With our continuing coverage of the debt ceiling debate, I’m struck by how convinced each side seems to be that its economic conclusions should be obvious to everyone else. One side states that the other is carrying water for special interests, instead of recognizing that true belief runs deep.
Monday morning on AirTalk, we spoke with liberal economist Robert Reich. He argued that the pending deal includes no stimulus spending, therefore sentencing our economy to the continuing doldrums. Reich also passionately argued that the current tax system is unfair, penalizing middle-class Americans and rewarding those who could afford to pay more. In Reich’s reality, government stimulus and additional revenue create jobs.
Next up was Grover Norquist, the president of Americans for Tax Reform, the group that signed up many Republicans to its “no new taxes” pledge. He claimed that increasing government revenue takes money out of the economy and costs large numbers of jobs. In Norquist’s reality, lower taxes and decreased government spending are the only true stimuli.
Each man used historical references in an effort to bolster his case.

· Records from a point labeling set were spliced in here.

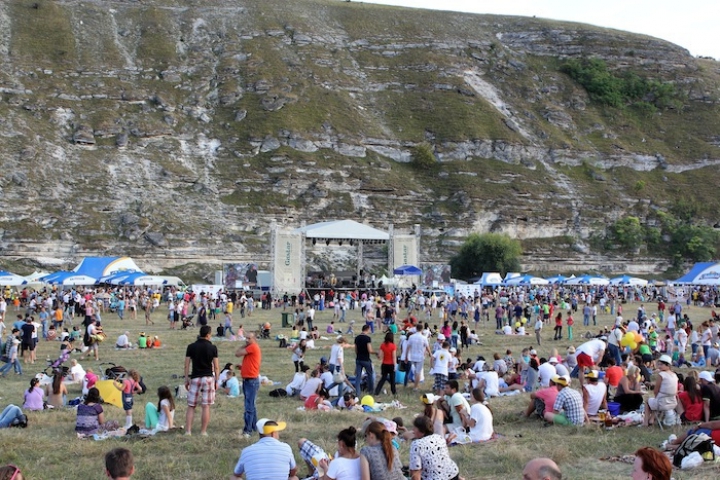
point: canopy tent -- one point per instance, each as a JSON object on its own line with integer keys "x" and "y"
{"x": 628, "y": 280}
{"x": 72, "y": 279}
{"x": 527, "y": 279}
{"x": 8, "y": 279}
{"x": 490, "y": 279}
{"x": 706, "y": 273}
{"x": 343, "y": 230}
{"x": 587, "y": 280}
{"x": 141, "y": 279}
{"x": 558, "y": 279}
{"x": 407, "y": 270}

Though we have no controlled studies to objectively determine economic cause-and-effect throughout history, both men are completely certain of their economic world views, and quick to dismiss opposing arguments.
I wonder how much of one’s personal belief system about economics comes from our emotional interpretation of the world, instead of logical conclusions.
It would be interesting to find the person whose lead values are personal freedom and individualism, who also believes taxes need to increase to provide more for those in need.
Similarly, I’d love to talk with someone whose lead values are societal equity and more comprehensive government provided services, who argues that lower taxes and less government regulation is the route to making it happen.